Howlin provokes fury by branding critics 'simple'
on 25/09/2012 00:00:00
Despite having to revise the promised €75m savings to just €3.5m as Mr Howlin abolished only one of 1,100 pay supplements, he insisted he had presided over major achievements.
Mr Howlin sparked the clash by hitting out at "simple" commentators who criticised failures to slash the €1.5bn allowance bill, insisting he had brought in more reforms in the past 18 months than governments had managed in the previous 20 years.
Michael McGrath, Fianna Fáil's finance spokesman, expressed disgust at the minister's attitude.
"I think it was a very ignorant comment from the minister. And I think it is one he should withdraw. It behoves a minister to insult people in that way. The criticism of his major climbdown on allowances has been wholly justified."
Mr Howlin said many of the allowances amounted to "core pay" in the public service and so would not be suitable for cuts as he accused people of a "lack of understanding" about his agenda.
"We've done more in terms of reform in the past 18 months than we have in the last 20 years," he told RTÉ.

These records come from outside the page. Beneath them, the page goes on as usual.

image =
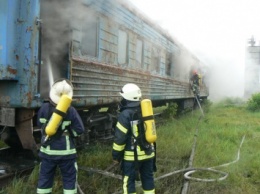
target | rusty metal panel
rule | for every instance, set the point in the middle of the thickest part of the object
(7, 117)
(99, 84)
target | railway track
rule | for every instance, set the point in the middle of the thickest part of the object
(15, 163)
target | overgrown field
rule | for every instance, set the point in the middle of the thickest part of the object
(228, 134)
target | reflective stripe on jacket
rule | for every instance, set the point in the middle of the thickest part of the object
(123, 146)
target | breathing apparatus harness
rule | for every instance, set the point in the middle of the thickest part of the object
(59, 131)
(139, 137)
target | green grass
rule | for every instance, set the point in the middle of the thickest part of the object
(218, 137)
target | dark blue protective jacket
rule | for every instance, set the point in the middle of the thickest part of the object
(125, 132)
(61, 145)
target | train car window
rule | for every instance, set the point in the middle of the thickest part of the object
(162, 65)
(139, 53)
(89, 38)
(122, 47)
(168, 64)
(155, 60)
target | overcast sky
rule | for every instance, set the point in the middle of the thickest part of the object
(214, 30)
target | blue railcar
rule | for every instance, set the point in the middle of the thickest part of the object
(99, 45)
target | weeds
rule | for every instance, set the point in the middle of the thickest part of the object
(218, 138)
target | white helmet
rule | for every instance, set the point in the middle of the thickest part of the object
(59, 88)
(131, 92)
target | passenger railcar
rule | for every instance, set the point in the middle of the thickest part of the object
(99, 45)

"We've halved sick pay, reformed annual leave and overtime and set about a different way of procuring €9bn for the public service. That's what reform is.
"There are some crude comments that somehow suggest cutting pay is the only thing that amounts to reform. I was given a job to totally reform the public service. To have a comple-tely new way of looking at how we pay public servants, how we structure the public service, to break down barriers and deliver services in a reformed way."
He dismissed concerns at his failure to substantially reduce the allowance budget by claiming critics were "fixated on a tree" when he was trying "to control a forest".
He said the promised allowance savings had not been factored into overall Government spending plans, and core pay needed to be protected. "If we removed the allowances for gardaí it would have reduced their core pay by 20%. We need to integrate allowances to core pay - it's under way in education and defence. It's a complex and overlapping issue."
The comments came as Pat Rabbitte, the energy and natural resources minister, backed calls by the Irish Congress of Trade Unions leader, David Begg, to incorporate outdated" allowance structures into general pay rates. Mr Begg called for trade unions and public sector managers to hammer out a new deal.
Mr Rabbitte said such a move would be "sensible" as he noted that some allowances were justified due to particular working conditions in parts of the public service.
Such reform was also supported by Education Minister Ruairi Quinn, who branded the present structure "confusing".